Modeling Water Demand Considering Impact of Climate Change – a Toronto Case Study
Municipal water demand modeling is a complex process that involves human response to climatic and non-climatic conditions. Forecasting of water demand is indispensable for the daily operation of existing water supply systems and the planning of future systems. The prospect of global climate change added a new dimension to the existing uncertainty associated with the forecasting of municipal demand for water. In this chapter an analysis of Toronto’s daily water demand is carried out and a methodology for the forecasting of this demand is provided. A model for the prediction of the daily water demand of the city of Toronto is developed.
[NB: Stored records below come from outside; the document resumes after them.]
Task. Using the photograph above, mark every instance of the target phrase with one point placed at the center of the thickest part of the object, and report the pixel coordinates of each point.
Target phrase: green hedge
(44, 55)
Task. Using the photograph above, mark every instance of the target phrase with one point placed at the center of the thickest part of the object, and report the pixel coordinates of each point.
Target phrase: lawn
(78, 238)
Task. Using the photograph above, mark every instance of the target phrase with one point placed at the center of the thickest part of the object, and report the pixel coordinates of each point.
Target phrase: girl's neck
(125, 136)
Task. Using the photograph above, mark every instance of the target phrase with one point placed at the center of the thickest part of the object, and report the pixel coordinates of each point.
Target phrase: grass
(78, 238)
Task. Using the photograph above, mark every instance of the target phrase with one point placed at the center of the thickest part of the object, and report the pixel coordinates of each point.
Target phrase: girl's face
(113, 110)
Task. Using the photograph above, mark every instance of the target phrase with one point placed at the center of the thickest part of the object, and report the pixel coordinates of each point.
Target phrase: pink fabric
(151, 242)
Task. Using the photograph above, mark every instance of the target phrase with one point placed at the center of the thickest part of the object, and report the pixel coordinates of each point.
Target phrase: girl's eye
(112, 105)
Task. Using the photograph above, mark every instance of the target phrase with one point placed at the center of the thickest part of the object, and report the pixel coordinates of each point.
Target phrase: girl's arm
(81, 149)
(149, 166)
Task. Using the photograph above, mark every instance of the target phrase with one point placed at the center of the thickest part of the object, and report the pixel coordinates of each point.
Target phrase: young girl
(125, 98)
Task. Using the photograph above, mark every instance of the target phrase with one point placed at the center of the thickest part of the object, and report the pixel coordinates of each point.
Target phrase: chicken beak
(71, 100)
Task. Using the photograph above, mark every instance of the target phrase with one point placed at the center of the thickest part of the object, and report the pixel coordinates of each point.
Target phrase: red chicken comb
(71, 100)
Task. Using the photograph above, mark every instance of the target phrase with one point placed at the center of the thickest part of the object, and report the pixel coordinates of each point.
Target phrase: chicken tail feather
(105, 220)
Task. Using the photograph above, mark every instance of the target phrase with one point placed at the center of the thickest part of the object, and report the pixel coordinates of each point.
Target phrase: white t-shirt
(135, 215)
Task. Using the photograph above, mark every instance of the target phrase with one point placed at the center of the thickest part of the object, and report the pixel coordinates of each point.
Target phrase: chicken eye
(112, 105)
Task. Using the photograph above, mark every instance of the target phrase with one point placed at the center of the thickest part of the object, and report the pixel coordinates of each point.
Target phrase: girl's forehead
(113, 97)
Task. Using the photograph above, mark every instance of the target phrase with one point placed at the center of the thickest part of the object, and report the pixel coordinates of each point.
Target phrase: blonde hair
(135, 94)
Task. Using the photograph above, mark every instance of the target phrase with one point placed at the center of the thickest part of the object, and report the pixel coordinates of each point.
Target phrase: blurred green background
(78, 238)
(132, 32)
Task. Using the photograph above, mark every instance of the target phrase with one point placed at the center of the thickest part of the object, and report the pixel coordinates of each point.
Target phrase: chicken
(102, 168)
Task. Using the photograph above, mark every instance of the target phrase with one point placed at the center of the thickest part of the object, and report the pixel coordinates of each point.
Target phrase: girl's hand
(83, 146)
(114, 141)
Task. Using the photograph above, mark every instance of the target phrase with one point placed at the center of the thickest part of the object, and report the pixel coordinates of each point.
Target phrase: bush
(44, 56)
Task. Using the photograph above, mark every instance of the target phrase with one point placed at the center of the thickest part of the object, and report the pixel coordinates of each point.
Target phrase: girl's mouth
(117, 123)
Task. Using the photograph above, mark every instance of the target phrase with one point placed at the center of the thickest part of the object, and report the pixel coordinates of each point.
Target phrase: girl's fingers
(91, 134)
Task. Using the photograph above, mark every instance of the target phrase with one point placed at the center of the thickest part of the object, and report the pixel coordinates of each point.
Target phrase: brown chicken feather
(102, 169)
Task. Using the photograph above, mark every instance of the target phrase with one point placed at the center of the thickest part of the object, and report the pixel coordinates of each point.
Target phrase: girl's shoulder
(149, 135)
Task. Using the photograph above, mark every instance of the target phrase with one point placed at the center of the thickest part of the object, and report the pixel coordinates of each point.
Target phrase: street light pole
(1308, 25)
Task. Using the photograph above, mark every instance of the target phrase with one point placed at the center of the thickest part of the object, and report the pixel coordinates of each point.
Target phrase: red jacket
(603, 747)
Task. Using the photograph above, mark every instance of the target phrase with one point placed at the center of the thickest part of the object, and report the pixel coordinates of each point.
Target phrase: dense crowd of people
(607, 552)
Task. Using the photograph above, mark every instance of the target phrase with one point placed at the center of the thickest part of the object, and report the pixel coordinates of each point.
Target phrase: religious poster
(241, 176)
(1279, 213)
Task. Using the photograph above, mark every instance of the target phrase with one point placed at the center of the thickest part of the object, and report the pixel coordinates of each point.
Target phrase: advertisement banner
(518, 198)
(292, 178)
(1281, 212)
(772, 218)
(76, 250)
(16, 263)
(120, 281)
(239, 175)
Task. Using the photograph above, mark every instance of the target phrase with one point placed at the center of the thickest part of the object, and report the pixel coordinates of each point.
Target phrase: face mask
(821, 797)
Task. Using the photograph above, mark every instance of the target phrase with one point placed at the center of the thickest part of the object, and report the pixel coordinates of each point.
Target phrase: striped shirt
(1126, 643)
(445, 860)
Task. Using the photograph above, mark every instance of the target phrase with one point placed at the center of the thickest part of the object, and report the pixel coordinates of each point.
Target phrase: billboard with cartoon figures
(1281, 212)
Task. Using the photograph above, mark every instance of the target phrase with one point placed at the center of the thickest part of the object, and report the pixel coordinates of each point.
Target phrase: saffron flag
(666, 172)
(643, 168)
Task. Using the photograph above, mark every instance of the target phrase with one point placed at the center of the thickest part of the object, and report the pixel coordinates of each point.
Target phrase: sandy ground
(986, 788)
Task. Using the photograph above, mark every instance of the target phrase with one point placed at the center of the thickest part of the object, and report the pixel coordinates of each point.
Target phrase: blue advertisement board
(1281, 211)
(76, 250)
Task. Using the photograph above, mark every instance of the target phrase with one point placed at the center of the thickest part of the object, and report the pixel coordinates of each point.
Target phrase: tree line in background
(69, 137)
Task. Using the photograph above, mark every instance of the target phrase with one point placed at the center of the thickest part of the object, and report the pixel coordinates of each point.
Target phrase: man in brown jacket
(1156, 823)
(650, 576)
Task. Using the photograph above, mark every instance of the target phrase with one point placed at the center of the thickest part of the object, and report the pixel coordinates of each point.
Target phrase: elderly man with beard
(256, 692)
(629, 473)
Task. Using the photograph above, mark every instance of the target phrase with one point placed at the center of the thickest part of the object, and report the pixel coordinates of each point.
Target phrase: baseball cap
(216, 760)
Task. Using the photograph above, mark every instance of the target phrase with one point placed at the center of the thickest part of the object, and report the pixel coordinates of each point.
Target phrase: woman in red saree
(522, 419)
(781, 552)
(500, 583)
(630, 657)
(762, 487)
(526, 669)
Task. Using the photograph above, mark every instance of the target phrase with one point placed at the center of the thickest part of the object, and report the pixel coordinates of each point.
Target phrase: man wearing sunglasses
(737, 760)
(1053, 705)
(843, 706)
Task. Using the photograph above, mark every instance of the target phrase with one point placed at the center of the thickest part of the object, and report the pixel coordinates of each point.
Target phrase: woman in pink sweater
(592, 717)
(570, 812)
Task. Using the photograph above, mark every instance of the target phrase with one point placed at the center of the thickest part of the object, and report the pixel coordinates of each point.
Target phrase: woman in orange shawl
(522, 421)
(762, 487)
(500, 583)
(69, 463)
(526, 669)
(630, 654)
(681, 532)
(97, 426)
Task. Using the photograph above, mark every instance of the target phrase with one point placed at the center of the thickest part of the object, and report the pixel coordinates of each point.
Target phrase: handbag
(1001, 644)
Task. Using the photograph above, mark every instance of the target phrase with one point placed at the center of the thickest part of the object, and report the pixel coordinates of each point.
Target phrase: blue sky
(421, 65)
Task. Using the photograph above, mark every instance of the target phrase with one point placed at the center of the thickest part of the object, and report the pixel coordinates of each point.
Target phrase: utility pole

The model provides a tool to optimize the daily operation of the water supply system with the goal of minimizing energy cost and improving water quality. A second model for the long-term forecasting of Toronto’s water demand is also presented. The long-term demand model is used to evaluate the impact of climate change on Toronto’s future water demand.
The study has shown that a 1°C increase in summer maximum daily temperature would result in a 2% increase in average summer demand and 1.8% increase in peak day demand. Toronto’s peak day demand of year 2000 would increase by 23% as a result of a 15% increase in population coupled with having a summer in which the maximum daily temperature increase by 5°C and the rainfall decrease by 10%. Planners and engineers need to consider climate change scenarios in the planning strategy of future water supply systems and delivering projects.